“The Committee on Climate Change says there is no role for conventional coal-fired power generation beyond the early 2020s, and government figures say their use will have virtually ended by this point.”
Indeed they do. But they are projections, not policy commitments. Labour and the Lib Dems made manifesto promises to end unabated coal in the 2020s, but the Tories did not. And the Tories won. There is no guarantee (and at present little likelihood) of a non-Tory government before 2025. A Conservative government might even disregard the sensible advice of the Committee on Climate Change, despite John Gummer’s valiant efforts. So the fact that “the shale gas industry doesn’t think we will have appreciable quantities of shale gas before the early to mid-2020s” does not necessarily mean that shale gas will be too late to replace coal.
If appreciable quantities arrive (which I accept is uncertain) they will certainly not be too late to replace other gas, including LNG – which Tony fails to mention. Local shale gas is about 10% less climate damaging than LNG is. That’s an improvement worth having.
Tony says that I skate over the issue of unburnable carbon, and that:
“fracking would set up a whole new fossil fuel industry, making the problem worse by adding to this unburnable stockpile.”
OK, I should have addressed this issue – my only excuse is that I was trying to keep the article short. I agree that most fossil fuels should be left in the ground. I’d be delighted if all fossil fuel use could be ended overnight. But it can’t be. So we have to set priorities. First to go should be coal.. Then oil. Cars should be electrified, with biofuels reserved for aviation and HGVs. So, however well we do on energy efficiency (and I agree with Tony that we should do much better), we will need more electricity. That’s why all forms of low-carbon electricity generation – renewables, CCS and nuclear – are needed.
Tony notes that “progress on CCS is very slow. What happens if it isn’t deployed?” He’s certainly right about slow progress on CCS. I wrote in July 2011 that:
“There is no obvious reason why it shouldn’t work. But we won’t be absolutely sure until it has been demonstrated at scale and integrated throughout the process. That won’t happen for the next five years at least, probably longer. So it isn’t sensible, in my view, to put all our eggs in the CCS basket.”

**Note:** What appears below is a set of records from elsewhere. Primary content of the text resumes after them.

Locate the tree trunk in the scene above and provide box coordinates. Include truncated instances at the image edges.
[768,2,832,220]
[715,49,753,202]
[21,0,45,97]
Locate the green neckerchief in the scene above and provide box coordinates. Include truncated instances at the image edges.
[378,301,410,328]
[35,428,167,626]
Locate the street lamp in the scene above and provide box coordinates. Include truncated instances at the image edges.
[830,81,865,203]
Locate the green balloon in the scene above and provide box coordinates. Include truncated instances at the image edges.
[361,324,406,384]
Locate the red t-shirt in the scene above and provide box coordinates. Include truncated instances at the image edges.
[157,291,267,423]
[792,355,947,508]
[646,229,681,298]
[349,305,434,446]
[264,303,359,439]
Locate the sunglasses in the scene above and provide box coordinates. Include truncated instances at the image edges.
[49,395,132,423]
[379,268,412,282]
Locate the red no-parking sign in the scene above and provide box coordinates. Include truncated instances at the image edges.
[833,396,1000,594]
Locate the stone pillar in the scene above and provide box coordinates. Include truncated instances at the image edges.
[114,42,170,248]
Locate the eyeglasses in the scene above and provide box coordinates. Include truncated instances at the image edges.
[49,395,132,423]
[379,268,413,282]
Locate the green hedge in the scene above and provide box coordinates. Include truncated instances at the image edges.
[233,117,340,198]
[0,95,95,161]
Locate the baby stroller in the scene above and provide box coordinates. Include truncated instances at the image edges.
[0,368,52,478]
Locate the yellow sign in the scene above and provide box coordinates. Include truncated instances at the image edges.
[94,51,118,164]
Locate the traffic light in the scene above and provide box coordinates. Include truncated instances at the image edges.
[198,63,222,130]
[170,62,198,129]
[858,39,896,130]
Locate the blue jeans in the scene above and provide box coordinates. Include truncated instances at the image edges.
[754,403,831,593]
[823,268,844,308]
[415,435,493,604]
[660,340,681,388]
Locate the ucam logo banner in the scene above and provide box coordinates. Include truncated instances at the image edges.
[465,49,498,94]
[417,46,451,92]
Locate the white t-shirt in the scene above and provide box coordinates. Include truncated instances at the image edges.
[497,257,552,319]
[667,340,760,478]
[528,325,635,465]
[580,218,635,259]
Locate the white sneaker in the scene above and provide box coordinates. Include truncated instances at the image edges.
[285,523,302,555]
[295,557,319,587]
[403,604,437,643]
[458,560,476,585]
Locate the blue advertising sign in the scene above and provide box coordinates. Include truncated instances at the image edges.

That’s why I now support nuclear power. I’d be interested to hear from Tony what FoE’s latest thinking is on whether nuclear power has any role to play as a low-carbon bridge technology.
Gas is the least-bad of the fossil fuels. It should be used in power generation to shut down coal as soon as possible – I’d say end of 2016; we’re in a climate emergency. Tony says that:
“Friends of the Earth has calculated that the UK can move to generating three-quarters of its electricity from renewables by 2030”.
But that’s just electricity, which is only about a fifth of the UK’s total energy use. Gas is the main fuel used for heating – and should in my view be more widely used in transport, because gas produce less air pollution than diesel or petrol vehicles. They’re not as good as electric vehicles – but the transport fleet will not become all-electric for several decades. So the UK will be using gas for several decades.
“Stephen Tindale says the view of anti-fracking campaigners is ‘anywhere but here’. He couldn’t be more wrong. The message is a very clear ‘not here, not anywhere’.”
Tony has misread what I wrote. I did not ask whether anti-shale campaigners think fracking should be allowed anywhere. What I wrote was:
“Most campaigners against shale gas do not address the issue of where gas should come from.”
Tony doesn’t really address this issue either. He refers to National Grid suggestions that the UK could get most gas imports from Norway in 2030. I’d like the reference, so I can read this National Grid report – not least to find out what ‘most’ actually means in this context, and what assumptions National Grid makes about UK North Sea production. I expect that they assume maximum production. FoE opposes this. If their opposition is successful, that will lead to more imports.
Shale gas would cut the need for the UK to import from despotic countries like Qatar. Don’t FoE think human rights worth considering?
I agree with Tony that we need:
“a nationwide, economy-wide energy efficiency programme and a vastly-increased role for renewable power”.
And I agree that the current Government policy of restricting onshore wind is not sensible (though I think there is a case for reducing solar subsidies, since solar costs have fallen dramatically). Eventually, an energy-efficient UK could get all its energy from renewables (though not all renewables are good – remember biofuels?). But it will take many decades to get to that destination, even if it is the desired goal. Ignoring the interim years is not helpful for climate protection.